Common Yarrow (Achillea millefolium)
a. Its status (endangered, threatened, thriving, overpopulated): Thriving. Classified as a weed in most states.
b. A brief physical description of the species, noting if you have seen it, and where: Can you guess where I might have seen Common Yarrow? You got it, in my yard! Despite the Extension Agencies assertion that this is a weed, I have intentionally planted it. It sports delicate, fern-like, finely dissected leaves with tall stalks of flat-topped white flowers. It has a spicy scent when crushed between one’s fingers. I plant it around my fruit trees as a green mulch.
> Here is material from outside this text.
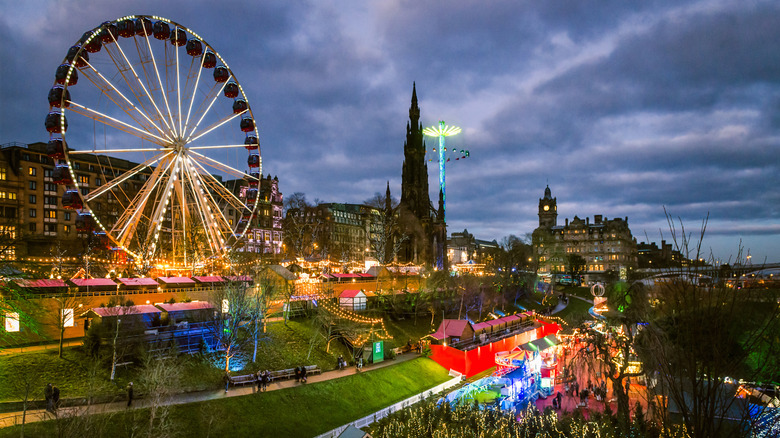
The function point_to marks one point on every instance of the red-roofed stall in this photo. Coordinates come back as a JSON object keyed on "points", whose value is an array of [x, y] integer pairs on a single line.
{"points": [[353, 299], [93, 284], [137, 283], [176, 282], [43, 285]]}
c. Describe at least one of the following:
iii. a way it is or has been used by humans (for example, as food source, medicinal use, raw materials for tools, clothing, housing, etc.): Before the prevalence of hops, yarrow was used for bittering beer. It has also been used to staunch the flow of blood from wounds and as an astringent.
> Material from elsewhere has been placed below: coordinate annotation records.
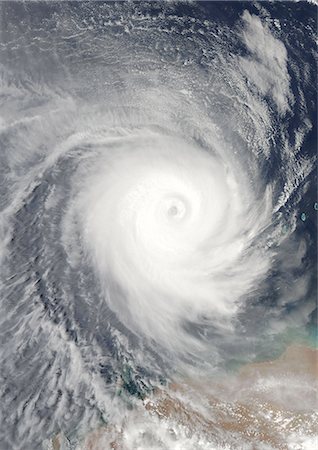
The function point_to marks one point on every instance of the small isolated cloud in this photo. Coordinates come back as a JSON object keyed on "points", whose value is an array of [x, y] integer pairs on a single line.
{"points": [[266, 65]]}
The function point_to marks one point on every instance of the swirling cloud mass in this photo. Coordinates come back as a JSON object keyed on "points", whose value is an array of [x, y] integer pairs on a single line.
{"points": [[155, 162]]}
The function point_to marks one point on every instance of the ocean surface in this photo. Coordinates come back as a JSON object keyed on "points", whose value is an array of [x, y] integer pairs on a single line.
{"points": [[158, 225]]}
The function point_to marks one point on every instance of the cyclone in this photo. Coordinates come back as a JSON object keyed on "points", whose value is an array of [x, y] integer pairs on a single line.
{"points": [[158, 208]]}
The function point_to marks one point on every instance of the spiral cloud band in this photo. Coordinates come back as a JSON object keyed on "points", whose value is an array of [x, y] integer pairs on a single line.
{"points": [[156, 169], [171, 225]]}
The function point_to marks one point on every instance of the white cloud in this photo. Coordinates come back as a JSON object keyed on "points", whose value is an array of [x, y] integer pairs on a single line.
{"points": [[266, 64]]}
Virginia Opossum (Didelphis virginiana virginiana)
d. Its status (endangered, threatened, thriving, overpopulated): Thriving. common and wide-spread. Population increasing.
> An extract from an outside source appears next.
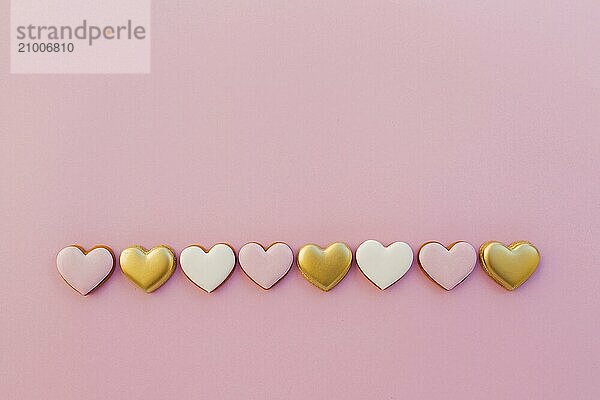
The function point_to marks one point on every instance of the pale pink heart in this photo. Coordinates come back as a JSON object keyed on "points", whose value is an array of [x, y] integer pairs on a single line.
{"points": [[266, 268], [84, 272], [448, 267]]}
e. A brief physical description of the species, noting if you have seen it, and where: The Opossum looks a bit like a sideways, pointy pear, with a naked pink tail. Typically covered in a coarse, gray fur, these black-eyed mammals can be seen all over Virginia, usually at twilight or at night. With years of camping under my belt, I’ve seen many opossum; on the Blue Ridge Parkway, in my backyard, and squished on our roadways.
f. Describe at least one of the following:
i. a way it is or has been used by humans (for example, as food source, medicinal use, raw materials for tools, clothing, housing, etc.): opossum fur has been and still is used in some parts of its territory, though not often. And they are still hunted as food in parts of Appalachia.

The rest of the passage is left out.